In this thesis, I studied the problem of disease, drug, and target association predictions.

Computational association prediction methods can greatly improve the efficiency of drug development. In the past several decades, numerous computational disease-drug or drug- target association prediction algorithms have been proposed. It has been proved that computational prediction methods can achieve relatively high accuracy. Similar to existing computational methods, the proposed approaches in this study are based on the assumption that two similar diseases (drugs) tend to share similar drugs (targets). Various heterogeneous graphs, i.e. disease-drug graph, drug-target graph, and disease-drug-target graph, were constructed using disease-disease similarities, drug-drug similarities, target- target similarities, disease-drug interactions, and drug-target interactions.

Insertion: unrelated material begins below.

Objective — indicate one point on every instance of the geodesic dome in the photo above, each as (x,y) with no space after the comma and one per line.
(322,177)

The proposed local graph-based inference approaches for disease-drug or drug-target interaction predictions collect connectivity information within the constructed disease-drug or drug- target heterogeneous graphs. To further improve performance, the global graph-based inference method, which is based on the disease-drug-target heterogeneous graph, was proposed. Experiments showed that the proposed approaches in this thesis outperform existing representative methods.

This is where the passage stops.